そして、食べてみては、しみじみと「美味しいなぁ~。今日もタダで得したなぁ~」と味わい楽しむ。そんな風に、気軽に野草を生活に取り入れています。

クレソンサラダ


元々、故郷の飛騨地方では「山菜」採りが盛んで、春は様々な山菜を食べる風習がありましたが、こんな風に、その辺の「草」を食べるようになったのは若狭へ移住して来てからです。
庭の畑で野菜を育てよう!と、張り切って種を播いたのですが、数週間してようやく芽が出て、ヒョロヒョロと伸びだしたものの、「食べられるのは、いったい何か月後?」という状況でした。
そんな時、ふっと見ると、畑の隅に青々と勢いよく生い茂っている「草」たちが、ツヤツヤと香りも良くて美味しそうで・・・。思わず、その場で摘んで、パクリ。

 「美味しい!!」

青臭いけれど鮮烈な香りが鼻から頭に抜け、ほろ苦さに身体が目覚めるようでした。
それ以来、畑のお世話の合間に、美味しそうな草を摘んでは、食べてみる。
一応、本やネットで食べれる草を調べたりもしますが、名前が分からない草もあります。それでも、とりあえず、パクッと食べてみて、これはイケる、これは不味い。時々はお腹がゴロゴロ緩くなって、「あの草のせいかな~?」なんてこともあります。
「この野草は○○に効くから」とか「体に良いから」とかよりも、
ただ、ただ、単純に、美味しくて、楽しくて、嬉しくて、身体が喜ぶ。
そんな野草ライフを楽しんでいます。


我が家の畑を見ると、あまりに「雑草」だらけで、びっくりされることがあります。草を食べない方からみたら、確かに「無益で雑多な草」でしょう。でも、私たちにとっては、美味しい「野草」だったりするものもあります。
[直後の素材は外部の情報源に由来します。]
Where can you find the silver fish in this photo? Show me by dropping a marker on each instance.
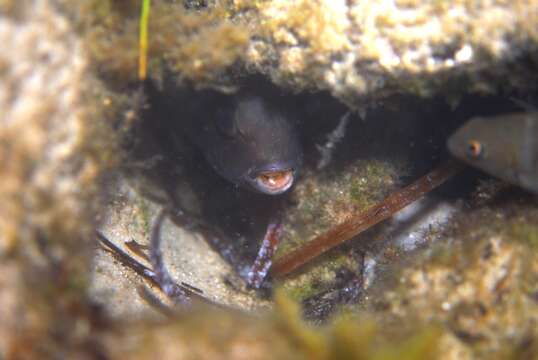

そんな風に、それまで「価値がない」と思っていたものについて、ちょっと意識が変わり、「有益」なものなんだ、と思えるようになると、草に向ける目線も優しくなり、不思議と、ふんわり心も軽くなるような感じがします。

春の「野草」は、カラダも、ココロも、解きほぐしてくれるのかもしれません。